17. İyilik Gemisi Yola Çıktı: Gazzeliler İçin Umut Dalgası Büyüyor!
17. İyilik Gemisi Gazzeliler İçin Yola Çıktı

Tam on yedi oldu. Evet, yanlış duymadınız - Türkiye'den Gazze'ye doğru yola çıkan on yedinci yardım filosu bugün denizlere açıldı. İnsanlık adına yapılan bu anlamlı yolculuk, adeta bir umut ırmağı gibi akıp gidiyor.

Gemiler, tıka basa dolu. Gıda maddelerinden tıbbi malzemelere, giysilerden temel ihtiyaç ürünlerine kadar her şey mevcut. Sanki minik bir yaşam adası yola koyulmuş gibi. Kimi zaman düşünüyorum da, okyanuslar böyle yükler taşıdıkça anlam kazanıyor aslında.

Zorlu Yolculuk, Büyük Hedef

Rotası belli: Önce Mısır'ın El Ariş limanı. Oradan da kara yoluyla Gazze'ye ulaşacak bu hayat kurtaran kargolar. Zorlu bir güzergah ama değmez mi? Bence kesinlikle değer.

Şu anda Gazze'de yaşanan insani kriz gerçekten yürek burkucu. Temel ihtiyaç maddelerine ulaşmak neredeyse imkansız hale gelmiş durumda. İşte tam da bu noktada Türkiye, komşuluk görevini yerine getiriyor diyebilirim.

Sadece Malzeme Değil, Umut Taşıyorlar

Gemilerde sadece fiziksel yardım malzemeleri yok aslında. Her bir konteyner, Türkiye'den Gazze'ye uzanan bir sevgi köprüsü gibi. Belki de en çok ihtiyaç duydukları şey bu - yalnız olmadıklarını hissetmek.

Bu seferki yükün içinde neler yok ki? Un, şeker, pirinç gibi temel gıdalar; ilaçlar, tıbbi cihazlar, ameliyat malzemeleri; çocuklar için kıyafetler, oyuncaklar... Liste uzayıp gidiyor. Sanki bir annenin evlatları için hazırladığı yemek çantası gibi - içinde hem ihtiyaç hem de sevgi var.

Deniz yolculuğu hiç kolay değil. Fırtınalar, dalgalar, beklenmedik engeller... Ama inanın, varış noktasındaki o minik tebessümler için her zorluğa değer.

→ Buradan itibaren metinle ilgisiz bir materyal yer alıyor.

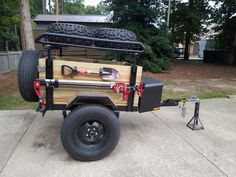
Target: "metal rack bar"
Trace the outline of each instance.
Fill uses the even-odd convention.
[[[48,41],[47,40],[48,37],[65,37],[65,38],[70,38],[70,39],[88,40],[88,41],[91,41],[93,44],[94,44],[94,42],[110,42],[110,43],[113,43],[113,44],[136,45],[138,49],[119,49],[119,48],[109,48],[109,47],[98,47],[98,46],[92,46],[92,45],[88,46],[88,45],[83,45],[83,44],[70,44],[70,43],[64,43],[64,42],[53,42],[53,41]],[[100,50],[129,52],[129,53],[145,53],[145,47],[140,42],[99,39],[99,38],[84,37],[84,36],[77,36],[77,35],[66,35],[66,34],[57,34],[57,33],[43,33],[42,35],[40,35],[36,38],[35,42],[43,44],[43,45],[51,45],[51,46],[54,46],[55,48],[58,48],[58,49],[61,49],[61,48],[66,47],[66,46],[70,46],[70,47],[100,49]]]

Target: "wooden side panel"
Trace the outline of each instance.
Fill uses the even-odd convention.
[[[61,65],[69,65],[71,67],[77,66],[80,69],[88,69],[88,70],[98,70],[102,67],[111,67],[119,71],[120,76],[116,80],[116,82],[126,82],[129,83],[130,79],[130,66],[123,65],[114,65],[114,64],[101,64],[101,63],[85,63],[85,62],[76,62],[76,61],[66,61],[57,59],[53,62],[53,76],[54,79],[67,79],[67,80],[94,80],[94,81],[102,81],[101,77],[98,75],[76,75],[73,78],[71,77],[63,77],[61,75]],[[45,66],[45,58],[40,59],[39,65]],[[137,72],[137,83],[141,81],[142,76],[142,67],[138,67]],[[40,78],[45,78],[45,72],[39,73]],[[105,82],[105,81],[104,81]],[[123,94],[115,93],[112,89],[88,89],[88,88],[55,88],[54,89],[54,103],[55,104],[67,104],[67,102],[74,97],[78,93],[82,92],[91,92],[98,94],[106,94],[117,106],[126,106],[127,101],[123,101]],[[138,95],[135,94],[134,106],[138,106]]]

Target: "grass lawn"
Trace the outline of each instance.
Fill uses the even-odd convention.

Dayanışma Ruhu Canlı Tutuluyor

Türkiye'nin bu çabaları aslında çok daha büyük bir resmin parçası. Uluslararası toplumun göz yumduğu bir insani krizde, tek başına mücadele eden bir ülke görüntüsü var. Biraz hüzünlendirici değil mi? Dünya bu kadar büyükken, yardım eli uzatanların sayısı neden bu kadar az?

Yine de umutsuzluğa kapılmamak lazım. Her gemi, her kargo, aslında bir protesto aslında - insanlık onuruna sahip çıkmanın en somut hali. Adeta "Biz sizi unutmadık" diye haykırıyor okyanuslara karşı.

Son bir not düşeyim: Bu yardımlar sadece fiziksel ihtiyaçları karşılamıyor. Aynı zamanda Gazze halkının moralini de yükseltiyor, direnme güçlerine güç katıyor. Bazen bir kutu ilaçtan daha değerli olabiliyor bu his, öyle değil mi?